For a restaurant partner, the setup is pretty step-by-step. First, the outlet signs up for one or more Dil brands. Then Dil’s chefs and hygiene controllers train the kitchen staff on recipes and SOPs. The company also sends branded packaging so the outlet can start operating under the new label quickly.
Once that’s done, the restaurant logs into Dil OS and starts receiving orders there. Dil makes payments weekly. Restaurants are compensated on a per-dish basis, and the company covers aggregator commissions, discounts, and advertising spend tied to order acquisition. That’s a big deal. Those costs are exactly where small delivery-first operators usually get squeezed.
The food is also designed for speed, not kitchen drama. Aditi said much of what Dil supplies can be regenerated in 2 to 3 minutes, which keeps gas and LPG costs low and makes quick delivery easier. That’s why the model fits comfort food and regional daily-meal formats so well. It’s less about theatrical cooking and more about repeatable execution.
Who founded Dil Foods and how has it grown?

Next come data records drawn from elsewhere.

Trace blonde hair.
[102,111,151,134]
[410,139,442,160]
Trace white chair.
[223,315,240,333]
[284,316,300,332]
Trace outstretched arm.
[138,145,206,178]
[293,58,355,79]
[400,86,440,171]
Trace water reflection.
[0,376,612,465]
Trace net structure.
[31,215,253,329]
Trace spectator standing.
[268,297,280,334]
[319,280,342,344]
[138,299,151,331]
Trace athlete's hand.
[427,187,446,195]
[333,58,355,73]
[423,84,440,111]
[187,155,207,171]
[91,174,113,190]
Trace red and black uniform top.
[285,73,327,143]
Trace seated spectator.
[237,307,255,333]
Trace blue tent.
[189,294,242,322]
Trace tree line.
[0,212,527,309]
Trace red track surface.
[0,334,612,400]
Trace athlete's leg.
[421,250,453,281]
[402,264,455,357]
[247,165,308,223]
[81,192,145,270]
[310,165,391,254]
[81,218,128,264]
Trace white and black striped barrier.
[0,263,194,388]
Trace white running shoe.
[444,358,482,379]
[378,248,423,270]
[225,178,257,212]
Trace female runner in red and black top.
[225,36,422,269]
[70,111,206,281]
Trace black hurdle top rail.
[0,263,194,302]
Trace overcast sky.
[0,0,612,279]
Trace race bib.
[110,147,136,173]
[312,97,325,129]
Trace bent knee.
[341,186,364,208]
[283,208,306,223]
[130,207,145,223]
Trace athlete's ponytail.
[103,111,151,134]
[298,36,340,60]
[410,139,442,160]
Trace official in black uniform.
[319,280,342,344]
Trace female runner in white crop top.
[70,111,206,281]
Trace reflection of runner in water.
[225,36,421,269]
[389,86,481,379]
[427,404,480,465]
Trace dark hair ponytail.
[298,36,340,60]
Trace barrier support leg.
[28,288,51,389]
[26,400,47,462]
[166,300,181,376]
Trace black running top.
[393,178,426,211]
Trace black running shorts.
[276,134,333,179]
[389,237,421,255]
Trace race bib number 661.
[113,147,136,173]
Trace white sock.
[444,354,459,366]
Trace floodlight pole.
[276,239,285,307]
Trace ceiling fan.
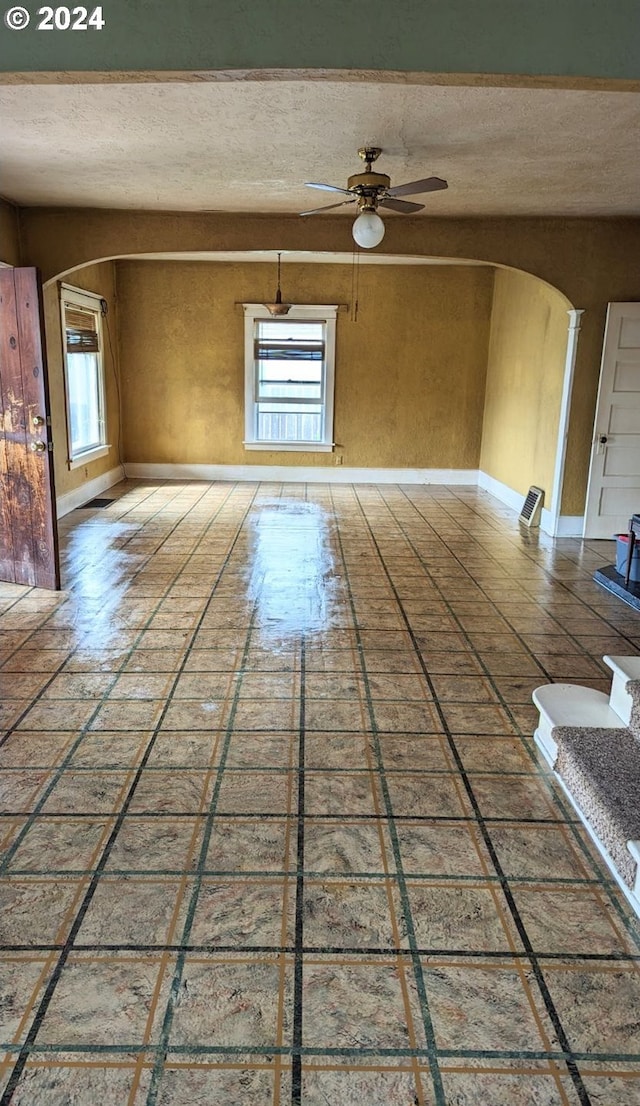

Arpita Aditi’s route into food operations
Dil Foods was founded in 2022 by Arpita Aditi, who serves as founder and CEO. Her background isn’t the standard chef-founder story. Before Dil Foods, she had already co-founded Nutnbolt Business Solutions, a venture focused on helping small restaurateurs. She’d also worked across partnerships, sales, and process-heavy roles at Swiggy, Little Internet Private Limited, Reliance General Insurance, The Himalaya Drug Company, and Biocon. She studied biotechnology at Manipal Institute of Technology.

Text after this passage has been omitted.